I can throw away every single handwritten note that you would slip into the pocket of the pants I set out the night before, but I can’t seem to forget the butterflies that filled my stomach when I read things like “You look more beautiful every time I see you” or “I can’t wait to build a forever with you.”
The apartment still smells like you. I can’t get rid of it. All of your clothes have been returned, your books donated, and your presence gone. But that smell, the smell of cologne, your “manly” teakwood candles, and laundry detergent. I’ve washed my sheets countless times, but it still lingers. Maybe it’s just in my mind.
I can’t seem to get your laugh out of my mind. I wake up from a dream of us laughing on the couch, and my stomach hurts like it was yesterday. Or your sick laugh when I told you I couldn’t do this anymore. That laugh quickly turned into both of us choking back tears and I prayed to God that I could forget that part. But no, I can’t, no matter how hard I try. I wake up from a nightmare with us in separate cold beds, wondering if this is my punishment for breaking your heart. I hope you know I broke mine, too.
We listened to the same radio station. It’s the only country station in this big fast paced city that both of us dreamed about getting out of. Sometimes I wonder if we’re listening to the same song, at the same time, on the same road going in opposite directions. That’s what we were, weren’t we? Going in opposite directions. I wish I could forget that part. I wish I could pretend that we lived in a world where love was enough. Love could fight all of our problems. Distance, timing, different dreams, and different cities. I wish I could forget how it felt when our hearts started wanting different things.
In my head, there we are again at our favorite coffee shop near the park. You’re telling me about the time you and your brother snuck out to go to a concert that your parents were at. You tell me about your past, knowing I am your future. I can’t seem to forget that I don’t know what my future is without you in it.
I can’t seem to forget your smile that goes all the way up your sparkling green eyes.

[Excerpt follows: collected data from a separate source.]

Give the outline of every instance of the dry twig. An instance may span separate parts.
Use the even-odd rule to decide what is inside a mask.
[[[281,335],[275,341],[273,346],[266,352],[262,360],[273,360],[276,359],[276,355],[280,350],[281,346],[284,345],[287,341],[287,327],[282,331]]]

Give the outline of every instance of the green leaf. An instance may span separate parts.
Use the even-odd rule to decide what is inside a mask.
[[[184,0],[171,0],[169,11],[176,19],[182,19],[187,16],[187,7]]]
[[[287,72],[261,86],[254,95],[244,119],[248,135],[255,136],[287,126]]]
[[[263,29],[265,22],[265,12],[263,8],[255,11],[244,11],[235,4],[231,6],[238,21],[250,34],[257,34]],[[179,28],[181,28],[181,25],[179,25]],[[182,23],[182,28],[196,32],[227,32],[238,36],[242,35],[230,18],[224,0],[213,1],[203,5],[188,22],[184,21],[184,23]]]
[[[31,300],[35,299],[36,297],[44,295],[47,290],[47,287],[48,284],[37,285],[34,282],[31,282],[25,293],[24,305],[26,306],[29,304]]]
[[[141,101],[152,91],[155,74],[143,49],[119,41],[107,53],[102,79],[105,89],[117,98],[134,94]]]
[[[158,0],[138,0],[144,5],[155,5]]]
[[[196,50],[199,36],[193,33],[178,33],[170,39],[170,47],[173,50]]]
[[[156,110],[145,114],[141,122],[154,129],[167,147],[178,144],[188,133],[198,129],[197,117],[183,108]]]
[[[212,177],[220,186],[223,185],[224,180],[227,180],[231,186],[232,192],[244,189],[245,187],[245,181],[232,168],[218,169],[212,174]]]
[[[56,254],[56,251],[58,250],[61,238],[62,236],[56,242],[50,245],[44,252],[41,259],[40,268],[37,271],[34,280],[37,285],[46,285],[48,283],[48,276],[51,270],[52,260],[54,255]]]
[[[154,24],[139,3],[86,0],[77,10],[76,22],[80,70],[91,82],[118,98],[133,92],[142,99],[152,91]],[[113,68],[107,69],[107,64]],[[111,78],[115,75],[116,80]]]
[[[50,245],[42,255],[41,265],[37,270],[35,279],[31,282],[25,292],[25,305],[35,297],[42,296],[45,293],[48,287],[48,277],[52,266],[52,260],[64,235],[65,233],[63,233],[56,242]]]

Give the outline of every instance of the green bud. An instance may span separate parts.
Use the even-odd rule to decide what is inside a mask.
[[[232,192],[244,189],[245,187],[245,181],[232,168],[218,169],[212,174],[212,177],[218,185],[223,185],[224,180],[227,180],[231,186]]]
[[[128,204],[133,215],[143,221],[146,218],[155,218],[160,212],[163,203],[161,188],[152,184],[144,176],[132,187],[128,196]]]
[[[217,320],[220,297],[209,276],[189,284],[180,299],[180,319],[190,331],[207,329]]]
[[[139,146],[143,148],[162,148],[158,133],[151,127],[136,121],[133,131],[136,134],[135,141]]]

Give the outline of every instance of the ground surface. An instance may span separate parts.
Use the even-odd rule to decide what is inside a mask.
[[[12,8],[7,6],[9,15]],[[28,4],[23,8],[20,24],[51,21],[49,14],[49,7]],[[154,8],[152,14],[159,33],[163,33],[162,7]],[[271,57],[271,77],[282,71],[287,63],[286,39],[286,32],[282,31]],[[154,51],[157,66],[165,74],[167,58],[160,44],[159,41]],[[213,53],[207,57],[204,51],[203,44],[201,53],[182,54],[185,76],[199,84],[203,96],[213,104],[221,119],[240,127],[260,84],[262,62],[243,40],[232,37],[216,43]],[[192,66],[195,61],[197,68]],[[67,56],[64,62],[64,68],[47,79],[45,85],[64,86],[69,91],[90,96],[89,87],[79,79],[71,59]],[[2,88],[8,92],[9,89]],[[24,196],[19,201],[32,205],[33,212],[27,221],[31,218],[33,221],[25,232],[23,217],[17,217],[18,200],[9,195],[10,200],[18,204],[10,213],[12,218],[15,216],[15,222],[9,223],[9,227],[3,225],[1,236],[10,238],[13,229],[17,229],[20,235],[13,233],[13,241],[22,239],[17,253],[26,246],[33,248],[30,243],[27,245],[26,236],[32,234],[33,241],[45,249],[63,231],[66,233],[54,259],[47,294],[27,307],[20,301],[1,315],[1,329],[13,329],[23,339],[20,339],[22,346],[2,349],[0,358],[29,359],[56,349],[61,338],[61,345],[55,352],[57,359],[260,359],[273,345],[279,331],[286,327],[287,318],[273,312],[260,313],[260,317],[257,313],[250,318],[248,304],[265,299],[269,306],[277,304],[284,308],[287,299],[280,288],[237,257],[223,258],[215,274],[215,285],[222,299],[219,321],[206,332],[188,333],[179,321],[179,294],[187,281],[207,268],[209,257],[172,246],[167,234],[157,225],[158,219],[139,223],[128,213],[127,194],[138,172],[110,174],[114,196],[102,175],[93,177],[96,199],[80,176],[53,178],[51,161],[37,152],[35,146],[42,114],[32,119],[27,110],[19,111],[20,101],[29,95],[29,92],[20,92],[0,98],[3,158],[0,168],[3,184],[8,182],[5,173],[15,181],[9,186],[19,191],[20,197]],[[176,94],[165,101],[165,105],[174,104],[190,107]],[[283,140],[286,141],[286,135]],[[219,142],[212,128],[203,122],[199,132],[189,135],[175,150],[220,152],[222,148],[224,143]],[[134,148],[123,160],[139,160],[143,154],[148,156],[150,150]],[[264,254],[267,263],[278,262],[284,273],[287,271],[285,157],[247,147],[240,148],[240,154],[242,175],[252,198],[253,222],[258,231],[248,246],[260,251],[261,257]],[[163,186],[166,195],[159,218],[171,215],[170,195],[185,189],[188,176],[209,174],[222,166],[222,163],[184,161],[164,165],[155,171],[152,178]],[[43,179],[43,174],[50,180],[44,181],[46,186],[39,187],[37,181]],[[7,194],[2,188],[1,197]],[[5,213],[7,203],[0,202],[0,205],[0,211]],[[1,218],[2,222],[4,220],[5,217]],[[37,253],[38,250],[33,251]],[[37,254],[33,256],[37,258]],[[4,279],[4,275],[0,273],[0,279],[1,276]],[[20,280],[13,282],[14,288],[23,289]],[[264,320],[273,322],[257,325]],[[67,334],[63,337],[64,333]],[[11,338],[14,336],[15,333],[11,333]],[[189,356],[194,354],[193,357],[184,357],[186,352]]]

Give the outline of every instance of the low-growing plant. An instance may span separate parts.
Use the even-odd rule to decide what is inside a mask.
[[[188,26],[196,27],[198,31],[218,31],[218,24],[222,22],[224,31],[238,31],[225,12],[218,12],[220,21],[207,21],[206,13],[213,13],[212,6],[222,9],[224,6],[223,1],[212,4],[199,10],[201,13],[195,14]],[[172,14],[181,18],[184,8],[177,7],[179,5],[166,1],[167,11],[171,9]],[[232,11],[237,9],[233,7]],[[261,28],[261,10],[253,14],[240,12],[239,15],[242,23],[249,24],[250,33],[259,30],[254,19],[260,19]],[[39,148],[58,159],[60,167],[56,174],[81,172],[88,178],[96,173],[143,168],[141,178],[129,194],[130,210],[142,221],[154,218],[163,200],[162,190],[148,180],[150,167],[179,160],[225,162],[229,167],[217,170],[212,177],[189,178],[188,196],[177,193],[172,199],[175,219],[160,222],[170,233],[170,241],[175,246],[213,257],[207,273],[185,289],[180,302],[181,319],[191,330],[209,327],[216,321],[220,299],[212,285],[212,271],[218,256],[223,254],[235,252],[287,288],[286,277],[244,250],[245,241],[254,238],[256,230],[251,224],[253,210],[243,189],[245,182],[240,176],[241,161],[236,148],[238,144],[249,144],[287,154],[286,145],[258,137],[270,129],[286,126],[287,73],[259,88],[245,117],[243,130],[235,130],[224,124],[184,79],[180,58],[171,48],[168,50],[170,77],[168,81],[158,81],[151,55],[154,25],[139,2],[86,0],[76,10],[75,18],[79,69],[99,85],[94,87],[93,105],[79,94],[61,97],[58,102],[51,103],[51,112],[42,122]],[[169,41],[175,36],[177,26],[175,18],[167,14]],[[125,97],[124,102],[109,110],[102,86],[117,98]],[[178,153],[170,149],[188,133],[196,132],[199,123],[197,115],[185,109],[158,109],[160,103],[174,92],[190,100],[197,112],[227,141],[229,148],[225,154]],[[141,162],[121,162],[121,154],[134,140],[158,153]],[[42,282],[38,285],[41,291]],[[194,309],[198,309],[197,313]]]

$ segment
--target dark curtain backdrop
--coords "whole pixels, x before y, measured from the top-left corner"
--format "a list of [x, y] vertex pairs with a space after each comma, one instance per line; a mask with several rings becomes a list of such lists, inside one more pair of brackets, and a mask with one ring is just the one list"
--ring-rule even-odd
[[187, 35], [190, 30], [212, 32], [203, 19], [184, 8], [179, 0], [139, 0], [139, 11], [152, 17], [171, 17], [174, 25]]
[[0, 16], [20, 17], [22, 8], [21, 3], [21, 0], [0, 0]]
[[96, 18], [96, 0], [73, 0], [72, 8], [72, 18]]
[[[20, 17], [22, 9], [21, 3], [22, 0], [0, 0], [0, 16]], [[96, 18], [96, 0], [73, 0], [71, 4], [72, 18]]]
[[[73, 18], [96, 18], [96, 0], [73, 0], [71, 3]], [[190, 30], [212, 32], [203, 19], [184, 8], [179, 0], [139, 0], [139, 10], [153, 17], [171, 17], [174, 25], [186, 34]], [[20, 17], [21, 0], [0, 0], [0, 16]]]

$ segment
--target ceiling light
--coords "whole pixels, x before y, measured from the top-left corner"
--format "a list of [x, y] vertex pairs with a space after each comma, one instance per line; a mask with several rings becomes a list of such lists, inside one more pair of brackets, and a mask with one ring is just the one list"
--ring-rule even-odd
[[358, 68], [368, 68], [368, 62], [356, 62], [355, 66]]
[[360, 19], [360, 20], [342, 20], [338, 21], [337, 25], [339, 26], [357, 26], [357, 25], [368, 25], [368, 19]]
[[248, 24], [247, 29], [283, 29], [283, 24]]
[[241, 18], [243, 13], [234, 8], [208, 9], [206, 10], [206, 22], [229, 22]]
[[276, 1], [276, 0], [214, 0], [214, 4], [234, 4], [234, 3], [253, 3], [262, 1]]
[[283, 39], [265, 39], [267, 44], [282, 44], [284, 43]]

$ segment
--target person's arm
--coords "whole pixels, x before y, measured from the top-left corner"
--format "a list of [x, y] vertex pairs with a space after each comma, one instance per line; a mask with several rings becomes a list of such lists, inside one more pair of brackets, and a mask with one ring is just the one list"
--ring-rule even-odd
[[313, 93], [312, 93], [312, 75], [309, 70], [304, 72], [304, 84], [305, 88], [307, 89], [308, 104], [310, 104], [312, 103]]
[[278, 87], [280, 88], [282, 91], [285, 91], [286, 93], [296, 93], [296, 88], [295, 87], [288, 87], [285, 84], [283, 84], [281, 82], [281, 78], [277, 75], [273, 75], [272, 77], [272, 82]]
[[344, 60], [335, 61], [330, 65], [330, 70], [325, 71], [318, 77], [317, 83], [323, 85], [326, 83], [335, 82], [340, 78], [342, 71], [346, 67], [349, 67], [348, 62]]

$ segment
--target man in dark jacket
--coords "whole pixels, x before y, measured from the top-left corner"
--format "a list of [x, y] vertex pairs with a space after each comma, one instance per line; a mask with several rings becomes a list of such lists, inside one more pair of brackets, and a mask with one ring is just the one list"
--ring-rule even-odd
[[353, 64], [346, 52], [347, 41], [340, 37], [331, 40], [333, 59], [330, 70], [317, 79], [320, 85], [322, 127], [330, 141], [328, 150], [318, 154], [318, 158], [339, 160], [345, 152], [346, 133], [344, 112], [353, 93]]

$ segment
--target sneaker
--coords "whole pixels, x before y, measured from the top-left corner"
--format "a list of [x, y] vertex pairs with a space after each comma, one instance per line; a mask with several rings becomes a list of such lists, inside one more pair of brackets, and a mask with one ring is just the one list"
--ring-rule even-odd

I can’t seem to forget that time still flies. I feel like I am paralyzed without you.
I can’t seem to forget how you would dance with me in the middle of the kitchen.
I can’t seem to forget who I was with you, even if I am not her anymore.
But most of all, I don’t want to forget. I want all of it. The hurt, the heartache, the happiness, and the love. Because the pain of losing you could never compare to the pain of forgetting you.